En application des dispositions des articles 834 et 835 du code de procédure civile, dans tous les cas d’urgence, le juge du contentieux de la protection peut, dans les limites de sa compétence, ordonner en référé toutes les mesures qui ne se heurtent à aucune contestation sérieuse ou que justifie l’existence d’un différend. Il peut également allouer au créancier une provision, lorsque l’obligation n’est pas sérieusement contestable.

Sur la recevabilité de la demande de résiliation et d’expulsion

Conformément à l’article 24 de la loi du 6 juillet 1989, l’assignation a été notifiée au représentant de l’État dans le département le 22 juin 2023, soit au moins deux mois avant l’audience, et la situation a été signalée à la CCAPEX le 24 octobre 2022 (et à la CAF le 12 octobre 2022), soit deux mois au moins avant la délivrance de l'assignation du 21 juin 2023.

En conséquence, l’action introduite par la RIVP est recevable.

Sur l’acquisition de la clause résolutoire

L’une des obligations essentielles du preneur d’un contrat de bail est celle du paiement des loyers aux termes convenus en application de l'’article 7 de la loi n°89-462 du 06 juillet 1989.

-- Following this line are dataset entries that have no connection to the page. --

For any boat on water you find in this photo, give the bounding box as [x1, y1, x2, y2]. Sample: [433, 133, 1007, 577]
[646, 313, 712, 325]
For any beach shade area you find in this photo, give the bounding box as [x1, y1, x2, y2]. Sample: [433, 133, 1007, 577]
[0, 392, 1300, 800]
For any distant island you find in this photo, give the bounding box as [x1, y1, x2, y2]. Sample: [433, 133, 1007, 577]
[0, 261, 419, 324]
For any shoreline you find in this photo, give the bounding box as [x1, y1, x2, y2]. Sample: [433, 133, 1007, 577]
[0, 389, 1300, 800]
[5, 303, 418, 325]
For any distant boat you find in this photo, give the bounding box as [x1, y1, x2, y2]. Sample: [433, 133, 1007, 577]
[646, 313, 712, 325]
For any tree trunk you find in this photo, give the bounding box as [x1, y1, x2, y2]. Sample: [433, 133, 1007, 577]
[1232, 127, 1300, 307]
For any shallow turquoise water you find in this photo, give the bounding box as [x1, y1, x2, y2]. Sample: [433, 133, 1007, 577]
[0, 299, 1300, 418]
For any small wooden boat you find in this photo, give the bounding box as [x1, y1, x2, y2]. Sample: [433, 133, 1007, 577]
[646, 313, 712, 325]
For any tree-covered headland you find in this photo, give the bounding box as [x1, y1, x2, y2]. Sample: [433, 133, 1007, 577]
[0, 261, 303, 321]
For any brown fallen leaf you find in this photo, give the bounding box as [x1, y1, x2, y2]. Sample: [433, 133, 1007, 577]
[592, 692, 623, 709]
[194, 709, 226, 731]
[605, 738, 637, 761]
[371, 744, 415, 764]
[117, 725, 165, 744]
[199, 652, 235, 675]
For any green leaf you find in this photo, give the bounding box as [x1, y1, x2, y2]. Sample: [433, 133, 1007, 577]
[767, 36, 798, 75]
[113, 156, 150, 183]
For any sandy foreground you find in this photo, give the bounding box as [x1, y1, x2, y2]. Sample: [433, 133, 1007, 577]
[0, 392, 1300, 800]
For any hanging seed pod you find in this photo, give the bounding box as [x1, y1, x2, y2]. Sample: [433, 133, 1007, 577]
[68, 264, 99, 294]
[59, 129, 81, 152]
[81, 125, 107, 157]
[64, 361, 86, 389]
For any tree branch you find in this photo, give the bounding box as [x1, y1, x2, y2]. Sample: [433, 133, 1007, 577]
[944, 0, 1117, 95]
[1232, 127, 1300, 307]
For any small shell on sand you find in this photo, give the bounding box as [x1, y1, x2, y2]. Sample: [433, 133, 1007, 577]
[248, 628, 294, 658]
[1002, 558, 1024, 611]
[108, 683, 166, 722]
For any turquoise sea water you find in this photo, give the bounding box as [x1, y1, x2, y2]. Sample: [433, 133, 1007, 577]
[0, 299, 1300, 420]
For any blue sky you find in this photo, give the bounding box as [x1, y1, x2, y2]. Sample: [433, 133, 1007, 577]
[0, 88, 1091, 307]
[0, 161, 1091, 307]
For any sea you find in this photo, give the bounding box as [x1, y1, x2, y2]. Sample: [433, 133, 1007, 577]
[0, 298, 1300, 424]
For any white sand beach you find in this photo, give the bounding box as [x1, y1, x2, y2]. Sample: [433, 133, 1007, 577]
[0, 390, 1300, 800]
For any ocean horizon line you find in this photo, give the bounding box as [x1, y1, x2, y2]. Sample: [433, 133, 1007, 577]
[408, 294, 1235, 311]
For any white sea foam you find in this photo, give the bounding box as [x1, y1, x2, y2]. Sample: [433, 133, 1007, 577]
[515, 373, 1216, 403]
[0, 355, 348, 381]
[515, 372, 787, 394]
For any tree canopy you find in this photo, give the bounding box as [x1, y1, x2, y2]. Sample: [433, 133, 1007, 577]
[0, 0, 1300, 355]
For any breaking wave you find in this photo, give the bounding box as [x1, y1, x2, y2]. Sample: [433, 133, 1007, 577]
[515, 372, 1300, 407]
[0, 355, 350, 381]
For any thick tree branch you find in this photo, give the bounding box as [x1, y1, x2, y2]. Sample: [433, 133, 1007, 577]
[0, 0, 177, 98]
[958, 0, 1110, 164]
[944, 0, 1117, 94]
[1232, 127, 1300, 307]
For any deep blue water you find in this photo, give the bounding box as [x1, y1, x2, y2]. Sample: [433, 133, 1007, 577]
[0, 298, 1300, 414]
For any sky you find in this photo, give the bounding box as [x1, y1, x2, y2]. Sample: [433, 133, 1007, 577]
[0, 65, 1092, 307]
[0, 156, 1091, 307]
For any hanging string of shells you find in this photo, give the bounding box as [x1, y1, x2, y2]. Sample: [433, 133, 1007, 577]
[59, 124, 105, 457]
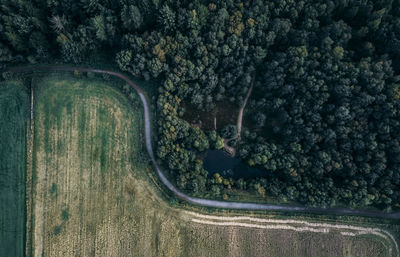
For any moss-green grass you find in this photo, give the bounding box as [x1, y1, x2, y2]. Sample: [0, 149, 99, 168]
[0, 82, 29, 257]
[28, 74, 396, 257]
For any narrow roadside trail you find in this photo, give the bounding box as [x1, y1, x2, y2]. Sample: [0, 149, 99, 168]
[4, 65, 400, 219]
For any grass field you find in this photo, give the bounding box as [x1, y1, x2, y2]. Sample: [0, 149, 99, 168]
[28, 72, 396, 257]
[0, 82, 29, 257]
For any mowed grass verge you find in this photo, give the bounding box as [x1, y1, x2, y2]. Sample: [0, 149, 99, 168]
[0, 81, 29, 257]
[29, 72, 394, 257]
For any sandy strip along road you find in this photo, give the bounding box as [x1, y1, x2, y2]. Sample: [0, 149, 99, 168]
[5, 65, 400, 219]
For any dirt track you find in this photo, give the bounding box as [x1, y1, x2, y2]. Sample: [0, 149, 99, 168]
[6, 65, 400, 219]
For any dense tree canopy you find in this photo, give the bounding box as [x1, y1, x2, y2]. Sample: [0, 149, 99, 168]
[0, 0, 400, 208]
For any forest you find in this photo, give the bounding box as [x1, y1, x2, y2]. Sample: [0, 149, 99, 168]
[0, 0, 400, 210]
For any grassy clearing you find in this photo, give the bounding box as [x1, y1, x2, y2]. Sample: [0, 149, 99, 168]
[32, 72, 396, 257]
[0, 82, 29, 257]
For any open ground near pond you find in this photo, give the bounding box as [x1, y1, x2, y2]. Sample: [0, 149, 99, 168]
[0, 69, 398, 256]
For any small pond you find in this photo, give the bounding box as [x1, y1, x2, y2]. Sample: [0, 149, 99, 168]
[203, 150, 266, 179]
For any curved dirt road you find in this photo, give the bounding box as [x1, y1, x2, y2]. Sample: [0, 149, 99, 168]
[5, 65, 400, 219]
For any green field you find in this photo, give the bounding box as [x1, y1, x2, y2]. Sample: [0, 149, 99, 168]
[0, 82, 29, 257]
[24, 72, 393, 257]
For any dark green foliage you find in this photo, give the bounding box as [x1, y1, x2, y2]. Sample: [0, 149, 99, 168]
[0, 82, 29, 257]
[0, 0, 400, 208]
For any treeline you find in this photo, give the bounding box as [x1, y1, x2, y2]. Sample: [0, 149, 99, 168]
[0, 0, 400, 208]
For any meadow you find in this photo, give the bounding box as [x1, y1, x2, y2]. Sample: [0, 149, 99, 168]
[23, 73, 395, 257]
[0, 82, 29, 257]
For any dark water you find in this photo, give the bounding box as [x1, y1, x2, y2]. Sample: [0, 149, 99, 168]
[203, 150, 266, 179]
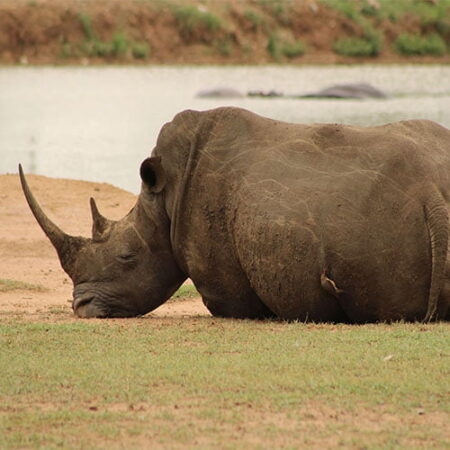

Aux termes de l'article 1224 du code civil, la résolution d'un contrat résulte soit de l’application d’une clause résolutoire soit, en cas d’inexécution suffisamment grave, d’une notification du créancier au débiteur ou d’une décision de justice. L’article 1229 du même code précise que lorsque les prestations échangées ont trouvé leur utilité au fur et à mesure de l’exécution réciproque du contrat, il n’y a pas lieu à restitution pour la période antérieure à la dernière prestation n’ayant pas reçu sa contrepartie et que, dans ce cas, la résolution est qualifiée de résiliation.

En matière de bail, l'article 24 I de la loi n°89-462 du 6 juillet 1989 dispose que toute clause prévoyant la résiliation de plein droit du contrat de location pour défaut de paiement du loyer ou des charges aux termes convenus ou pour non-versement du dépôt de garantie ne produit effet que deux mois après un commandement de payer demeuré infructueux.

En l’espèce, le bail signé par les parties le 18 avril 2012 comporte une clause résolutoire prévoyant qu'en cas de défaut de paiement des loyers et charges, le bail sera résilié de plein droit deux mois après la délivrance d'un commandement de payer resté infructueux, conformément aux dispositions de l'article 24 de la loi du 6 juillet 1989.

Un commandement de payer visant cette clause a été signifié au locataire le 21 octobre 2022 pour la somme en principal de 2209,42 euros.

Au vu du décompte, ce commandement est demeuré infructueux pendant plus de deux mois, de sorte qu’il y a lieu de constater que les conditions d’acquisition de la clause résolutoire étaient réunies à la date du 21 décembre 2022.

Sur le montant de l'arriéré locatif et l’indemnité d’occupation

Monsieur [Y] [J] [V] est redevable des loyers impayés jusqu'à la date de résiliation du bail en application des articles 1103 et 1217 du code civil. Par ailleurs, le maintien dans les lieux postérieurement à la date d’expiration du bail constitue une faute civile ouvrant droit à réparation en ce qu'elle cause un préjudice certain pour le propriétaire dont l'occupation indue de son bien l'a privé de sa jouissance. Au delà de cet aspect indemnitaire, l'indemnité d'occupation, qui est également de nature compensatoire, constitue une dette de jouissance correspondant à la valeur équitable des locaux.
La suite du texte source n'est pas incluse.